New curation method for microsatellite markers improves population genetics analyses
Deceptive combined effects of short allele dominance and stuttering: an example with Ixodes scapularis, the main vector of Lyme disease in the U.S.A.
Genetic markers are used for in modern population genetics/genomics to uncover the past neutral and selective history of population and species. Besides Single Nucleotide Polymorphisms (SNPs) obtained from whole genome data, microsatellites (or Short Tandem Repeats, SSR) have been common markers of choice in numerous population genetics studies of non-model species with large sample sizes . Microsatellites can be used to uncover and draw inference of the past population demography (e.g. expansion, decline, bottlenecks…), population split, population structure and gene flow, but also life history traits and modes of reproduction (e.g. [2,3]). These markers are widely used in conservation genetics  or to study parasites or disease vectors . Microsatellites do show higher mutation rate than SNPs increasing, on the one hand, the statistical power to infer recent events (for example crop domestication, [2,3]), while, on the other hand, decreasing their statistical power over longer time scales due to homoplasy .

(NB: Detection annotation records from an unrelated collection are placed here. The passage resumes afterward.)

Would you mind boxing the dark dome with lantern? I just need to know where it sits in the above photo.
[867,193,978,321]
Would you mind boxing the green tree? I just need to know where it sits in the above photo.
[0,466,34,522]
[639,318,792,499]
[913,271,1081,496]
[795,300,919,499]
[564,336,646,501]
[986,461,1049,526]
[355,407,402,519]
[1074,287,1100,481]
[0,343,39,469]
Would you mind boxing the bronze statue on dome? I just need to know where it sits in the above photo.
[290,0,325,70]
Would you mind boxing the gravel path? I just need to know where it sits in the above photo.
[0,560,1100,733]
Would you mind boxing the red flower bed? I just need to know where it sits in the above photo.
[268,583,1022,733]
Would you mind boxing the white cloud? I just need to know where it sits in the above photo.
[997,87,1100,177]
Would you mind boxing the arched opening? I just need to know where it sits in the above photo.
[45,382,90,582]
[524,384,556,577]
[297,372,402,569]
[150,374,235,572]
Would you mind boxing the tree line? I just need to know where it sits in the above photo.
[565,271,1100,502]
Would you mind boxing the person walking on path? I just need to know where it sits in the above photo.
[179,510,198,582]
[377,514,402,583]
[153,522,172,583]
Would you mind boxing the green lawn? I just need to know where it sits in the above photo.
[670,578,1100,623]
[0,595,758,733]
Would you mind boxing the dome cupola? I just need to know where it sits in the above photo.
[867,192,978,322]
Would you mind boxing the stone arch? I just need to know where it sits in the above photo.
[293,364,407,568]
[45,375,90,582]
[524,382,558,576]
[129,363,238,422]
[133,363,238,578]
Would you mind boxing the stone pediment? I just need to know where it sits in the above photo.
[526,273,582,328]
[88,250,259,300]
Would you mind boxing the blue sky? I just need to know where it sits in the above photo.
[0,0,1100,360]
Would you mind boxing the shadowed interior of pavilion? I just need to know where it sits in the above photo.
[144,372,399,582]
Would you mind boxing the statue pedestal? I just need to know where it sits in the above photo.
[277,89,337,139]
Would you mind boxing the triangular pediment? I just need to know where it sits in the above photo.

To perform such analyses, however, an excellent and reliable quality of data is required. As emphasized in the article by De Meeûs et al.  three main issues do bias the observed heterozygosity at microsatellites: null alleles, short allele dominance (SAD) and stuttering. These originates from poor PCR amplification. As a result, an excess of homozygosity is observed at the microsatellite loci leading to overestimation of the variation statistics FIS and FST as well as increased linage disequilibrium (LD). For null alleles, several methods and software do help to reduce the bias, and in the present study, De Meeûs et al.  propose a way to tackle issues with SAD and stuttering.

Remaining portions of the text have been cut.